H3 receptors are abundantly expressed in the prefrontal cortex, an area associated with cognitive performance. While the procognitive effects of H3 receptor antagonists/inverse agonists may depend on alterations to acetylcholine or histamine release, other transmitters involved in cognitive processing such as glutamate and gamma-aminobutyric acid (GABA) may also be involved.
The purpose of the present study was to examine the effects of thioperamide, an H3 receptor antagonist, on extracellular levels of glutamate and GABA in the prefrontal cortex.
By means of in vivo microdialysis
on freely moving Sprague Dawley rats, samples were collected and assayed via high-performance liquid chromatography coupled
to electrochemical detection.
Replacement DMH1 molecular weight of calcium with magnesium revealed that the release of GABA, but not glutamate, was calcium-dependent. Thioperamide (10-20 mg/kg) did not affect basal glutamate or GABA release. Perfusion with a high concentration of potassium (100 mM) increased GABA, but not glutamate, release and thioperamide (20 mg/kg) attenuated the effects of high potassium on GSK621 in vitro GABA release.
These data indicate that H3 receptors in the prefrontal cortex can enhance stimulated GABA release, but do not regulate basal levels of glutamate or GABA.”
“Successful aging depends in part on delaying age-related disease onsets until later in life. Conditions including coronary artery disease, Alzheimer’s disease, prostate cancer, and type 2 diabetes are moderately heritable. Genome-wide association studies have identified many risk associated single-nucleotide polymorphisms for these conditions, but much heritability remains unaccounted check details for. Nevertheless, a great deal is being learned.
Here, we review age-related disease associated single-nucleotide polymorphisms and
identify key underlying pathways including lipid handling, specific immune processes, early tissue development, and cell cycle control.
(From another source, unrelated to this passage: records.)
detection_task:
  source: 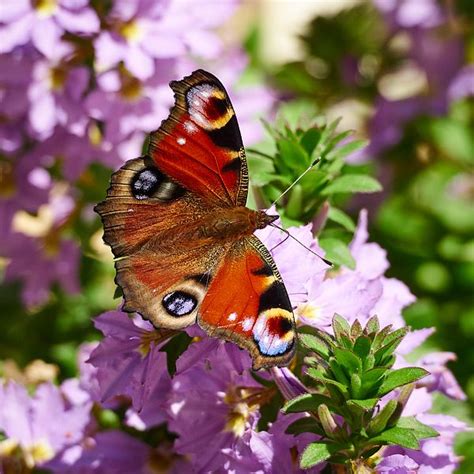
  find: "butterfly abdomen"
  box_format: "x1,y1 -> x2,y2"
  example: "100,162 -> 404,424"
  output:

Most age-related disease associated single-nucleotide polymorphisms do not affect coding regions of genes or protein makeup but instead influence regulation of gene expression. Recent evidence indicates that evolution of gene regulatory sites is fundamental to interspecies differences. Animal models relevant to human aging may therefore need to focus more on gene regulation rather than testing major disruptions to fundamental pathway genes. Recent larger scale human studies of in vivo genome-wide expression (notably from the InCHIANTI aging study) have identified changes in splicing, the “”fine tuning”" of protein sequences, as a potentially important factor in decline of cellular function with age. Studies of expression with muscle strength and cognition have shown striking concordance with certain mice models of muscle repair and beta-amyloid phagocytosis respectively.